The Bowler

Bowling balls

“Hi, what’s your name?” I asked, as I extended my hand to the man in the truck.

“Chuck,” he smiled warmly and shook my hand.

It was time for our annual termite inspection. I always chat with the man who comes out, to see if we can talk about spiritual things. We’ve had a different inspector the past few years, so I get an annual opportunity to witness to these men.

I quickly found out that this near-sixty Southern gentleman attended a church near ours.

“It’s gotten too big, though,” he admitted. “I feel like a number.”

“Do you have a small group you can go to?”

“Oh, I bowl professionally every other Sunday so we have extra income for things we want to buy,” he excused himself. “My wife says I need to get my priorities straight.” He went on to explain how his bowling schedule would be busier in December.

“You must be very good.”

“I am,” he beamed.

Chuck went on with his inspection and I prayed for God’s guidance. I immediately sensed that I should give him a copy of Randy Alcorn’s The Treasure Principle. I had several copies in the house for gift-giving to specific people.
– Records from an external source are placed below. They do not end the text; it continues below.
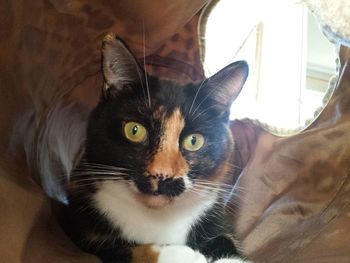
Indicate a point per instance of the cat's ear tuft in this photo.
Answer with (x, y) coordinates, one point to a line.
(120, 67)
(225, 85)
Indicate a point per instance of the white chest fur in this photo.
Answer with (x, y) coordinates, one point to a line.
(169, 225)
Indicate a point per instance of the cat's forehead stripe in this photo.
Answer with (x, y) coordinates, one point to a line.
(168, 160)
I didn’t believe and didn’t act on that impression.

Chuck came back for me to sign his “paperwork” electronically, then he said out-of-the-blue, “I wish I could talk more, but the office doesn’t want us talking about religion. You know. . . They don’t want people calling in and complaining.” He excused the company for this policy, then pointed to his heart, “After all, it’s what in your heart that’s important. Right?”

He surprised me because I thought we had a good conversation for the short time we had. I guess he was uncomfortable about talking further. (Maybe I’ll write another post some day on what I think about the “gag order” from his company.)

Of course, looking back, I see a number of directions I could’ve gone with our conversation:

  • I could have talked about God’s command in Hebrews 10: 24 – 25 that we should meet together regularly with believers, but he might have said he “has to bowl” for the income.
  • Maybe we could have talked about how to know what God’s priorities are for a Christian, if he was comfortable that he would be “permitted” to let me talk with him.
  • I would love to encourage Christians who are under “gag orders” but it didn’t seem to be a problem to him.

So, what would you have said to Chuck? How do you witness to someone who is “not allowed” to talk to you on company time? How do you help Christians who want to witness, but are restricted by company policies?

I know what I need to do. God clearly showed me when I prayed about it. Tony (our mailman), Chuck, and another inspector, Marco, are all Christians (or, at least, profess to be). I’m going to mail each of them a copy of The Treasure Principle as a “thank you for your service” Christmas gift.

NOTES:

  • The Treasure Principle is especially appropriate during our hard economic times. I highly recommend reading and re-reading it. You’ll be blessed to learn God’s principles so you might honor Him with the finances, possessions, time, and talents He has given into your care.
  • The photo of bowling balls is in the public domain on Wikimedia Commons.